COMP4300/6430:
Parallel Systems
Semester 1 2013
Assignment 1
Distributed Matrix Multiplication Using MPI
Deadline: 13:00 on Monday 15 April
(Please report any errors, omissions and ambiguities
to the course lecturer)
(Amendments to this document after its release in
non-draft will be marked in
blue)
This assignment is worth 20% of your total course mark. It will be marked out of 40 for COMP4300 students, and out of 50 for COMP6430 students.
Submission
This assignment must be submitted electronically. This can be done
using the following commands (according to your enrollment):
- submit comp4300 ass1 ass1.c README[.pdf]
- submit comp6430 ass1 ass1.c README[.pdf]
Objectives
- Implement a distributed algorithm (and variations) using message passing.
- Model the computation and communication costs of the algorithm.
- Measure the performance of the implemented code, and compare against the model.
Description
Setup
The file ass1.zip contains template files for the files that you will submit.
It also contains an example test harness harness.c, and a Makefile which should be used to compile the programs.

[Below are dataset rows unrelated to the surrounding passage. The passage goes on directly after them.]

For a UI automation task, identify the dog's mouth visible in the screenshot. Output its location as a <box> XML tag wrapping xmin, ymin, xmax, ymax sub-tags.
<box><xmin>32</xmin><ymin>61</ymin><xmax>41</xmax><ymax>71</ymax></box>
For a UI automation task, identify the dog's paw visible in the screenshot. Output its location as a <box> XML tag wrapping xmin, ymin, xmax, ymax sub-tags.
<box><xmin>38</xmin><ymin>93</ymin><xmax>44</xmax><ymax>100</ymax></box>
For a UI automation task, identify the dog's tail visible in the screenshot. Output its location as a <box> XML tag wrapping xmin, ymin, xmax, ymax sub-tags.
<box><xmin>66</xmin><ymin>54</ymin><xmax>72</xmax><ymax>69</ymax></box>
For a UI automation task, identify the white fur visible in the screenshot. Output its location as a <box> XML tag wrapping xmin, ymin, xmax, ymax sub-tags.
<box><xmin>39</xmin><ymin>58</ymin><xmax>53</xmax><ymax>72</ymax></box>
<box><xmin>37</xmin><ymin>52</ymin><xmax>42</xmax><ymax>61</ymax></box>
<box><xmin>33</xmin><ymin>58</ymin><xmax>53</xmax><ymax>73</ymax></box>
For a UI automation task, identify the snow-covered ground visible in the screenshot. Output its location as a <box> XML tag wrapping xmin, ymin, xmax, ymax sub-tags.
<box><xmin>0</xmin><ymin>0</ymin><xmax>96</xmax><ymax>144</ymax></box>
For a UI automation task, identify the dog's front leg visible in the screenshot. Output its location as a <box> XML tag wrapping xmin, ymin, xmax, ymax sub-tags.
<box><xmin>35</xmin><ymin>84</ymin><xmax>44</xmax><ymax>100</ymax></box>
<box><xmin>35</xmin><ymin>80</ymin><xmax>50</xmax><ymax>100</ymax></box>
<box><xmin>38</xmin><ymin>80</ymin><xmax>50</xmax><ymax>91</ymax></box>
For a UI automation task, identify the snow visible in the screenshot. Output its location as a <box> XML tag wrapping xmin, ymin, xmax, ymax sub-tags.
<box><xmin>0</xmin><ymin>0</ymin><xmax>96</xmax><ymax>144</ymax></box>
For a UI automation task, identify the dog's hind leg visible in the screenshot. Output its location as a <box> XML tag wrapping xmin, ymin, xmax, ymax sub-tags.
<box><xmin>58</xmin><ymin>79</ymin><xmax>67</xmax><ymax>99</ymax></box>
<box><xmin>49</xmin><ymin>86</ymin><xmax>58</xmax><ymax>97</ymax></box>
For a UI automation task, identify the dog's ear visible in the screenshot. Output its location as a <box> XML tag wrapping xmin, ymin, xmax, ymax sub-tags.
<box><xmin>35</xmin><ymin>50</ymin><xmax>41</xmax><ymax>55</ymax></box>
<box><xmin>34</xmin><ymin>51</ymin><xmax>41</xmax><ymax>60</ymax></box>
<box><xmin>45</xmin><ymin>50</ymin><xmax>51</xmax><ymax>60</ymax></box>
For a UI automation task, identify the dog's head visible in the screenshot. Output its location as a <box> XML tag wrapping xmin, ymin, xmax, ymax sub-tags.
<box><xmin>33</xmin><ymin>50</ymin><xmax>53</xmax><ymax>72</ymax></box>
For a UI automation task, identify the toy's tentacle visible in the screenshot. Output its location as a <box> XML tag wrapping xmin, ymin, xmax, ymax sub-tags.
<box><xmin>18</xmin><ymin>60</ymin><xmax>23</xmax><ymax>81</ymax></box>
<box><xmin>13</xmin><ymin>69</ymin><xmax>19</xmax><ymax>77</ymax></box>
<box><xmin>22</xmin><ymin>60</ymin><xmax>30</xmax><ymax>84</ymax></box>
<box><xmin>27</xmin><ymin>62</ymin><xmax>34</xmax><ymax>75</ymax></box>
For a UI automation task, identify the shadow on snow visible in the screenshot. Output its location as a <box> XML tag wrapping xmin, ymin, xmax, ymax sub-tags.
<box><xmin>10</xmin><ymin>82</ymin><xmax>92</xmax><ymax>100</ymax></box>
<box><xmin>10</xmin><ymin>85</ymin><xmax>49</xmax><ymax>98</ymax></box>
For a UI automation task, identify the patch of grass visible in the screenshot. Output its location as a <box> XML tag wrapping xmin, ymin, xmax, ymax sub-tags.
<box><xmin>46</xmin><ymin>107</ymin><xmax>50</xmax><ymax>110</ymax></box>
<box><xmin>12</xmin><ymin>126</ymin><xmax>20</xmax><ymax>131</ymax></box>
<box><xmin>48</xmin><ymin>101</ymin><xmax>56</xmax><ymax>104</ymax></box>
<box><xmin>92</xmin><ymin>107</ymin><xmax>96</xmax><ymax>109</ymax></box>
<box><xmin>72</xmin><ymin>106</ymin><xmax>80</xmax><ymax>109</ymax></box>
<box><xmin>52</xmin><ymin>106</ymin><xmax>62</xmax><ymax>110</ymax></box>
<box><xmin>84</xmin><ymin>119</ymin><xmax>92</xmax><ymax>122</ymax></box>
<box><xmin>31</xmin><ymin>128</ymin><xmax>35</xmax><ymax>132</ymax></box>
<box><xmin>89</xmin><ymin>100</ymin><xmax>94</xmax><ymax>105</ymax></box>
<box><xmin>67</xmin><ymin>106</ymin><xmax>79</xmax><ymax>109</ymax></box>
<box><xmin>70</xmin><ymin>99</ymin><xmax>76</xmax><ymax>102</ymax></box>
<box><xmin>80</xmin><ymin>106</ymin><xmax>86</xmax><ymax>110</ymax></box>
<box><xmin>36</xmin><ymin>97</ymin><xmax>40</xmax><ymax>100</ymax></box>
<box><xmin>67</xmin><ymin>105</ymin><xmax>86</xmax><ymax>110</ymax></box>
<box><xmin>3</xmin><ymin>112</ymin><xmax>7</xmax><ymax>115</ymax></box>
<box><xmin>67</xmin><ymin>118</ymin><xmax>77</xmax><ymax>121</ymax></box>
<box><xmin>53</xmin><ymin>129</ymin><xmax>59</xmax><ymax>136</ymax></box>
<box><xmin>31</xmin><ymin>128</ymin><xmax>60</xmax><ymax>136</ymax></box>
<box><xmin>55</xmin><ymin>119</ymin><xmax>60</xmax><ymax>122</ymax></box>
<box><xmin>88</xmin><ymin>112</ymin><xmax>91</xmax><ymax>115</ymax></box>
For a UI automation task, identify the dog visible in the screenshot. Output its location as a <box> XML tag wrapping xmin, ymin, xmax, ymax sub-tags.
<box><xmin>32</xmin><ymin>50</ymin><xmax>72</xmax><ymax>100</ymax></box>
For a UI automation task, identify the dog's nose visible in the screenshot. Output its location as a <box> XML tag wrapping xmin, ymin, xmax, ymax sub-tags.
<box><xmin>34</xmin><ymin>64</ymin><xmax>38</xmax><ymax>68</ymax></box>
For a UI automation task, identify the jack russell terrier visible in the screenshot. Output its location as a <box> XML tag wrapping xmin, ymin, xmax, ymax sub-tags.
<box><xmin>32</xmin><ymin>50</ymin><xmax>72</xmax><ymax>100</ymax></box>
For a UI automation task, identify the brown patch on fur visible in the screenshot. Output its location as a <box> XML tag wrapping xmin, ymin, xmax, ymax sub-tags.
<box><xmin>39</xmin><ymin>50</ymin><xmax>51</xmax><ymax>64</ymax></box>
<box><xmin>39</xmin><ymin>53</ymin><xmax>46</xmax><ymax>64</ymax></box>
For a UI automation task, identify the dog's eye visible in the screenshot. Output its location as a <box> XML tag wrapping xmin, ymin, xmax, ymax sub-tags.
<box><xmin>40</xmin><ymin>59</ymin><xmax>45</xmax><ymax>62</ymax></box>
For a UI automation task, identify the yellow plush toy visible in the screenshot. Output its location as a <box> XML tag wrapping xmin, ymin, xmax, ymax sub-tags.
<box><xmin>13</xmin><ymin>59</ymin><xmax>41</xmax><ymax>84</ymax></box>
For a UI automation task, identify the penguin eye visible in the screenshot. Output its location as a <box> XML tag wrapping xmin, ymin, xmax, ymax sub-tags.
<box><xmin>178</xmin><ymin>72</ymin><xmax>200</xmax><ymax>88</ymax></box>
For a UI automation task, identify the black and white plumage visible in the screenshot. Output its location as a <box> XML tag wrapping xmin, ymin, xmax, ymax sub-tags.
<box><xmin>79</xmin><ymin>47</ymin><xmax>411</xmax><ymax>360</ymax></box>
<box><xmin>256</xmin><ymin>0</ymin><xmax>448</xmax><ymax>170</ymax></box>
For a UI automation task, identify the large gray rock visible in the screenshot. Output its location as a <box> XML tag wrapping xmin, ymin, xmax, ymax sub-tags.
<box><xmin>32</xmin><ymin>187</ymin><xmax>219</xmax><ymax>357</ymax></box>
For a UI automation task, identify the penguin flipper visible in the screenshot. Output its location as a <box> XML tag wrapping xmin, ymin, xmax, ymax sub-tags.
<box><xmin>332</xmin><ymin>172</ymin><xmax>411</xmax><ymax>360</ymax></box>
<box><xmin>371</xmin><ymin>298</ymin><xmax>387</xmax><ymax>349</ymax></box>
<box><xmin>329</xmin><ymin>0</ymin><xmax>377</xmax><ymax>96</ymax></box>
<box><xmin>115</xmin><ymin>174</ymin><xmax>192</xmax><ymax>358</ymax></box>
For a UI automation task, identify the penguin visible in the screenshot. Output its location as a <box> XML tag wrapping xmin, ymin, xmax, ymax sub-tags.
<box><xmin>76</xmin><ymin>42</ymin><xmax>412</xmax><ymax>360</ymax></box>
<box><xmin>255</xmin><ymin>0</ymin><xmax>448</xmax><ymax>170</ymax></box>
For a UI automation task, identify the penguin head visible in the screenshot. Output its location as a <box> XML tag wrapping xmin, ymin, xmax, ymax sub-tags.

Copy these files into a local directory before you begin work on your programs.
You can compile the system with the simple command make.
The test harness calls a number of functions in turn to perform distributed matrix multiplication. After each call, it compares the resulting matrix C with the result of a local DGEMM. The functions are:
- mult_replicated
- mult_replicated2
- mult_summa
- mult_summa_treebcast
Your task is to implement these functions.
You can compile the harness code using the Makefile provided.
On the NCI system, we will use the Intel Math Kernel Library implementation of the BLAS and LAPACK operations. On XE, load MKL as follows:
module load intel-mkl/10.3.0
The provided ass1.c contains a naïve implementation of matrix multiplication as follows:
for (i=0; i<m; i++) {
for(j=0;j<n;j++) {
C(i,j) = 0.0;
for(l=0;l<k;l++) {
C(i,j) += A(i,l) * B(l,j);
}
}
}
Measure the performance of this code using MPI_Wtime. How does it compare to an identical multiplication performed using BLAS DGEMM?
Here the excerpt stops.